Souhaitons que la Cour de cassation qui sera certainement saisie in fine aille dans le même sens.
La décision ne pouvait être autre. Tous les juristes le savaient. Les patrons savent très bien embaucher et licencier suivant leur charge de travail. Ils licencient, provisionnent pour risque juridique sur 2/3 ans, la durée d'une procédure. En cas de condamnation, reprise de provision et paiement. Gains sur toute la ligne, résultats minorés = des impôts en moins, non augmentation des salariés conservés, disparition de l'intéressement ou participation
La droite a toujours voulu faire croire que c'est la lourdeur du droit du travail et de la protection sociale qui empêchaient la performance économique. On se souvient de ses combats contre l'autorisation administrative de licencier ; la suppression de cette contrainte devait libérer les patrons qui ainsi embaucheraient plus aisément. Ils l'ont obtenu et on a vu ce que devenait le taux de chômage et le nombre de délocalisations. Il y aura toujours des nostalgiques de l'ancien régime et de la servitude !
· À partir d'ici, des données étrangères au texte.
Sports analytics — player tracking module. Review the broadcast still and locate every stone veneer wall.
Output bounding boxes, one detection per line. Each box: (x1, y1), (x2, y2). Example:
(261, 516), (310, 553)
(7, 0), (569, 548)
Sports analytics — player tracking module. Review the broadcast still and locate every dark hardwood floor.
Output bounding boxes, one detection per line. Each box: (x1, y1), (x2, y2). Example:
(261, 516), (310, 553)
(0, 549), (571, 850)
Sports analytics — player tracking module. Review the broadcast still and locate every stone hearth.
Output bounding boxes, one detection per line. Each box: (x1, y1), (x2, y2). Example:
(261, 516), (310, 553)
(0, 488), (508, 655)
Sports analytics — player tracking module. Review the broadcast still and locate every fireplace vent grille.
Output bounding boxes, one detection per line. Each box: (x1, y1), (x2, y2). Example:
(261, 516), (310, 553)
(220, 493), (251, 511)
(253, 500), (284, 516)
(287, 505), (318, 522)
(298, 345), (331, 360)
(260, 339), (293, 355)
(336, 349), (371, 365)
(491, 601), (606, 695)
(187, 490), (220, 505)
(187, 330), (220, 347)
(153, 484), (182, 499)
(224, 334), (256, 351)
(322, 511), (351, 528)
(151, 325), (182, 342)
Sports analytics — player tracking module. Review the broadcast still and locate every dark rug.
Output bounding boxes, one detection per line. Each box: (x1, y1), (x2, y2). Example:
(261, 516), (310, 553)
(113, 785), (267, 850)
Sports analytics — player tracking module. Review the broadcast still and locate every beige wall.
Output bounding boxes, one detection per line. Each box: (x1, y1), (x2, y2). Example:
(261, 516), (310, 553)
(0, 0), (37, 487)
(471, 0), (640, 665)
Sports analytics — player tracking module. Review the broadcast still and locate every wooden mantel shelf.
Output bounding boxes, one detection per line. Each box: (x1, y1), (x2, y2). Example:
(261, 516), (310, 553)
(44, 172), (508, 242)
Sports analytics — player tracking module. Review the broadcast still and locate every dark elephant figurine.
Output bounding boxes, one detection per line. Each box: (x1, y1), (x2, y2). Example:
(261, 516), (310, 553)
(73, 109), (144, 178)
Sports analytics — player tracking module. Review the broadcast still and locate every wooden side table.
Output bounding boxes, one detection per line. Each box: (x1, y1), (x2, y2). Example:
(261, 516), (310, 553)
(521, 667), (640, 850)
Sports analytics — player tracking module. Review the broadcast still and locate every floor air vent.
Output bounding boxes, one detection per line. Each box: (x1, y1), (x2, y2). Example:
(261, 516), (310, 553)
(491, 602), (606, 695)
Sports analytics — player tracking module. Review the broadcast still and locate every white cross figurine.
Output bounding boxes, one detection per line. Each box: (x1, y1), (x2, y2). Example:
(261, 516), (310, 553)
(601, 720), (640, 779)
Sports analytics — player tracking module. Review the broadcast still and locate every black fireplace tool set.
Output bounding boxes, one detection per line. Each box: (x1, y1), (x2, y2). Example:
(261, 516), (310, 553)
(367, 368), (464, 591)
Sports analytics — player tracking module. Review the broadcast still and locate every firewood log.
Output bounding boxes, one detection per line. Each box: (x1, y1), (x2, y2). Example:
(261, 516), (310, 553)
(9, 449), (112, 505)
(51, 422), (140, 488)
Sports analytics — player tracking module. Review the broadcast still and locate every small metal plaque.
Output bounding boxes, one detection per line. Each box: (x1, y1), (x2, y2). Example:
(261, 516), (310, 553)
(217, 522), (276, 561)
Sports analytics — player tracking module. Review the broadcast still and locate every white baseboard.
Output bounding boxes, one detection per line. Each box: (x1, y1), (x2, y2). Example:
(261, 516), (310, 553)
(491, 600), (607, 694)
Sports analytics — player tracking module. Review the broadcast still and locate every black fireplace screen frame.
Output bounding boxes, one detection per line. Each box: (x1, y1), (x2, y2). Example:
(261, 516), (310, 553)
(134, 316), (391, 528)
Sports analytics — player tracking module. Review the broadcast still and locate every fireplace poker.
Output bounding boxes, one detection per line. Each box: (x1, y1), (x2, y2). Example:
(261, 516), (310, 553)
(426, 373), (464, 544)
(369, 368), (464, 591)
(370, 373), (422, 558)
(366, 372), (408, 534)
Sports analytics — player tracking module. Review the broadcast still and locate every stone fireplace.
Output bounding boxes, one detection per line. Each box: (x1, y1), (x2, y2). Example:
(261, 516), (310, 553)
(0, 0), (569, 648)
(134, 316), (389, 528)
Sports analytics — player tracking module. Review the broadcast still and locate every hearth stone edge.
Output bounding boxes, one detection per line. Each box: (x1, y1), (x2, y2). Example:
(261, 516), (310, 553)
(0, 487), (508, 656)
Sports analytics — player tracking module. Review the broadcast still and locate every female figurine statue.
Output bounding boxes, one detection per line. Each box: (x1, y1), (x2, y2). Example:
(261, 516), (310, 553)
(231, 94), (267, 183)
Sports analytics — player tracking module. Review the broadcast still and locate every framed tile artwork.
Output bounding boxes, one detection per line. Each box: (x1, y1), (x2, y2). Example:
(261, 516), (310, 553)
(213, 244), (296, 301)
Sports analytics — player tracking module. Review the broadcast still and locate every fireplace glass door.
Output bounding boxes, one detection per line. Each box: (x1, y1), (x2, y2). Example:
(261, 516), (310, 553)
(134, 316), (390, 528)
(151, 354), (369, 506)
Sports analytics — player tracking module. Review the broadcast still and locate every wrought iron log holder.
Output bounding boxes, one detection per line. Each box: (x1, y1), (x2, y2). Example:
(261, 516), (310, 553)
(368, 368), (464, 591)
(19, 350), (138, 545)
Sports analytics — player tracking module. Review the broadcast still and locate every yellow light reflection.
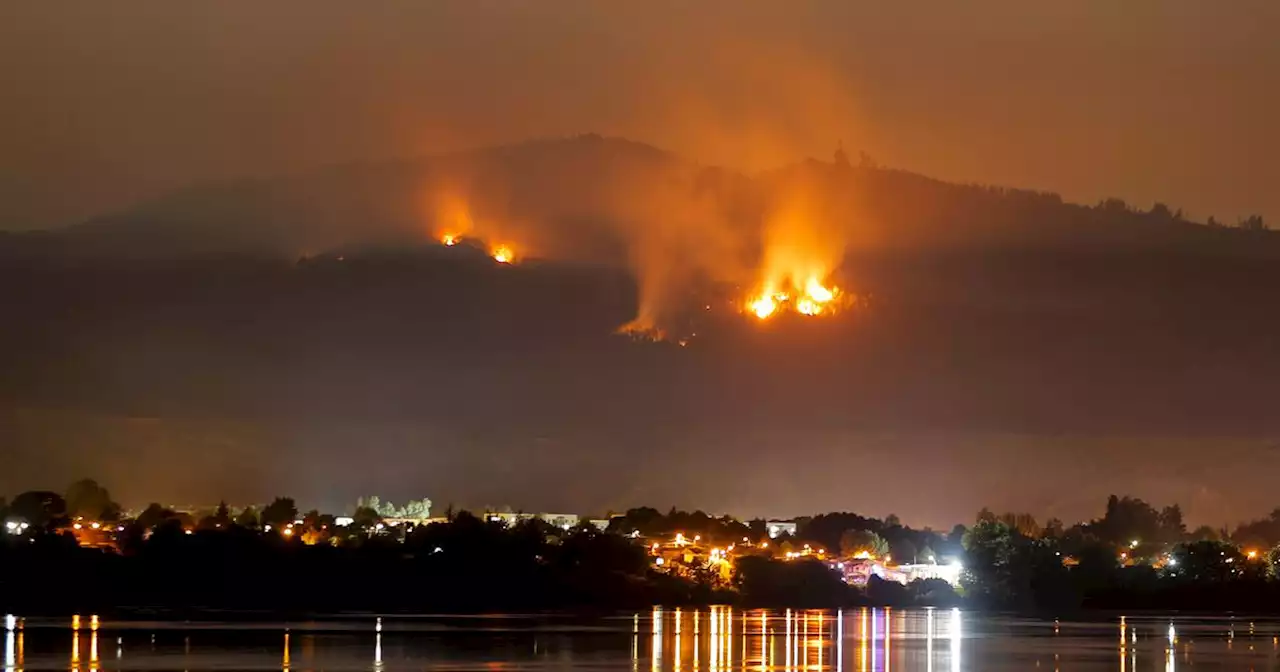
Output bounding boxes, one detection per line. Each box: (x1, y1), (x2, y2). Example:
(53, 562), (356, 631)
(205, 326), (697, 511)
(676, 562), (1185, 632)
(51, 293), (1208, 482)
(924, 609), (933, 672)
(631, 613), (640, 672)
(694, 611), (703, 672)
(815, 613), (826, 671)
(783, 609), (791, 669)
(884, 608), (893, 672)
(950, 609), (960, 672)
(858, 607), (868, 672)
(671, 609), (682, 672)
(649, 607), (662, 672)
(836, 609), (845, 672)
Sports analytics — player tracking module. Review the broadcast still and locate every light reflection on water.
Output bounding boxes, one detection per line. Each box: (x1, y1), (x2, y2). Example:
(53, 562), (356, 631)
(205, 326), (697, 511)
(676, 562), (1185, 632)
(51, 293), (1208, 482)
(4, 607), (1280, 672)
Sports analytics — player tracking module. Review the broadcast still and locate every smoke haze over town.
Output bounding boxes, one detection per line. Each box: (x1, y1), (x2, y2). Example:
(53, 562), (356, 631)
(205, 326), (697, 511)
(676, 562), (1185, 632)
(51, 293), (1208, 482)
(0, 0), (1280, 527)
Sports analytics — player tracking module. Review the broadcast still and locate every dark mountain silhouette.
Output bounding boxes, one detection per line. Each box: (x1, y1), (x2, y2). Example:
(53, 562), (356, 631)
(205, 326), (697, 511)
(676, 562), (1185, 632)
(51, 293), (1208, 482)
(0, 137), (1280, 517)
(0, 134), (1280, 261)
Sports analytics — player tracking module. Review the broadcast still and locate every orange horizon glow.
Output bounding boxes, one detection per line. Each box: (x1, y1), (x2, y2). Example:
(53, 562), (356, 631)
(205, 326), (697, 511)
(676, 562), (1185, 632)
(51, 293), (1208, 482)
(490, 244), (516, 264)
Ceux qui s'imaginent que la flexibilité facilitera l'embauche se trompent lourdement. Les patrons embauchent quand il y a du travail et ce quelque soit le contrat de travail pourvu que la main d'oeuvre soit bon marché. Le CNE était une ânerie imaginée par des technocrates ultra protégés qui s'imaginaient qu'ils pouvaient s'affranchir du droit international.
Attendre la décision de la cour de cassation serait sage car la même convention internationale ne peut pas donner des résultats très différents suivant les pays ; Or il semble que l'interprétation dominante ne soit pas celle de la CA de Paris dont les "extraits" qu'on nous communique ressemblent plus à un article de propagande trotskiste qu'à la justification d'un jugement.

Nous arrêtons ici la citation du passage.